Salah Abdeslam, seul membre encore en vie des commandos jihadistes du 13 novembre 2015 à Paris, a décidé de ne pas se représenter à son procès organisé à Bruxelles sur une autre affaire, anéantissant les minces espoirs qu'il s'exprime enfin sur les faits.
L'annonce, qui est une demi-surprise, est venue mardi à la mi-journée du président du tribunal, au lendemain d'une première journée de procès marquée par la diatribe, courte mais virulente, de Salah Abdeslam contre la justice et les médias.
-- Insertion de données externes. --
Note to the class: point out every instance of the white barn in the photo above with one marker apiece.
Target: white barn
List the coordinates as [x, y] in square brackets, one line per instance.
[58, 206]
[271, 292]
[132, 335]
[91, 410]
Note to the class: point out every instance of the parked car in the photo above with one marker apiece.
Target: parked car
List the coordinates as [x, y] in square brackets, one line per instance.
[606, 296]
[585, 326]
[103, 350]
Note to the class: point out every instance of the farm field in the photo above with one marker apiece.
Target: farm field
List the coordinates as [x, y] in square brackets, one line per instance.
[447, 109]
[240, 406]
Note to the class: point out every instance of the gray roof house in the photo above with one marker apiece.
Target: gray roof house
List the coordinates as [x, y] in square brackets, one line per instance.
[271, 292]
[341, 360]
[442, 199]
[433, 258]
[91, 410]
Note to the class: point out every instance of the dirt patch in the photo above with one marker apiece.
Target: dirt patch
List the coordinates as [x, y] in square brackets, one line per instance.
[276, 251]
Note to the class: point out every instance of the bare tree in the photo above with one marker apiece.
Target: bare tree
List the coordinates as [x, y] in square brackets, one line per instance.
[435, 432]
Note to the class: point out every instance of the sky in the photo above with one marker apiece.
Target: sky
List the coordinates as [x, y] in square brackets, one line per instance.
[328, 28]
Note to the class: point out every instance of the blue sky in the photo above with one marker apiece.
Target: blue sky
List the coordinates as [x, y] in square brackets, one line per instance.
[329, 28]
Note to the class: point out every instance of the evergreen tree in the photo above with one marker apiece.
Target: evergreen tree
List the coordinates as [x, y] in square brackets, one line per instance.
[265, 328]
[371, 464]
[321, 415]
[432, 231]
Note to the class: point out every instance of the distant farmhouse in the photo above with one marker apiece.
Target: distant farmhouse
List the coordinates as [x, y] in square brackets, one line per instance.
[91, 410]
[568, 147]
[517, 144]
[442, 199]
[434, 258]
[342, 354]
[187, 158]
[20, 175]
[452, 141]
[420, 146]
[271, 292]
Le procès va donc se poursuivre sans lui jeudi, avec comme point d'orgue les plaidoiries des avocats de la défense.
«Il m’est apparu important de vous informer que monsieur Salah Abdeslam a informé le tribunal qu’il ne souhaitait pas comparaître à l’audience de ce jeudi 8 février», a annoncé dans un communiqué Luc Hennart, qui organise ce procès en tant que président du tribunal de première instance francophone de Bruxelles.
Avec un complice, le Tunisien Sofiane Ayari, 24 ans, Salah Abdeslam, Français d'origine marocaine âgé de 28 ans, est jugé pour avoir tiré sur des policiers à Bruxelles à la fin de sa cavale, le 15 mars 2016.
Alors qu'il s'est muré dans le silence face aux enquêteurs depuis son incarcération en France en avril 2016, il avait souhaité comparaître à ce procès dans la capitale belge, où il a grandi et où il a été arrêté le 18 mars 2016.
Mais lundi à l'ouverture de l'audience il a d'emblée signifié son refus de répondre aux questions, puis il a défié les juges.
«Attitude décevante»
«Je n'ai pas peur de vous, je n'ai pas peur de vos alliés, de vos associés, je place ma confiance en Allah et c'est tout», a-t-il lancé au tribunal.
Il a sous-entendu qu'il n'y avait pas de preuves dans le dossier pour l'accuser d'avoir fait feu sur des policiers le 15 mars 2016, ajoutant : «J'aimerais qu'on n'agisse pas pour satisfaire l'opinion publique», sinon ça serait «céder votre fonction aux médias».
Garder le silence à son procès est un droit garanti par la loi, et l'attitude d'Abdeslam a été jugée «décevante mais pas surprenante» par des victimes ou parties civiles au dossier.
Toutefois, lundi à la fin des débats, certains avocats n'excluaient pas un possible revirement du prévenu vedette.
«Le procès n'est pas encore fini, il pourra encore décider de s'exprimer d'autant plus, je pense, que tout le monde a exprimé calmement son point de vue», avait ainsi fait valoir Me Maryse Alié, qui défend cinq des six policiers cibles des tirs lors de la perquisition de routine qui avait mal tourné.
De son côté Me Sven Mary, avocat de Salah Abdeslam, confiait lundi soir à l'AFP ne pas croire au scénario d'un refus de comparution de la part de son client. «Nous en prenons acte», a simplement réagi mardi après-midi son associé, Me Romain Delcoigne.
Laura Séverin, avocate de Sofiane Ayari, également jointe par l'AFP, s'est elle refusée à tout commentaire.
Lundi, une peine de vingt ans de prison assortie d'une période de sûreté des deux tiers -soit le maximum encouru- a été requise à l'encontre de deux prévenus.
Ils doivent répondre de «tentative d'assassinat sur plusieurs policiers» et «port d'armes prohibées», le tout «dans un contexte terroriste».
Le procès était très attendu car les enquêteurs ont acquis la conviction qu'Abdelsam et Ayari appartiennent à la même cellule jihadiste à l'origine de plusieurs attentats majeurs depuis 2015.
Les attentats de novembre 2015 à Paris (130 morts), ceux du 22 mars 2016 à Bruxelles (32 morts) et l'attaque avortée dans le train Thalys Amsterdam-Paris en août 2015 relèvent «peut-être d'une unique opération» de l'organisation Etat islamique, d'après la justice belge.
Selon l'Administration pénitentiaire française, interrogée mardi, Salah Abdeslam reste «pour le moment» incarcéré à la prison de Vendin-le-Vieil (nord de la France), où il était prévu qu'il séjourne pendant la durée du procès.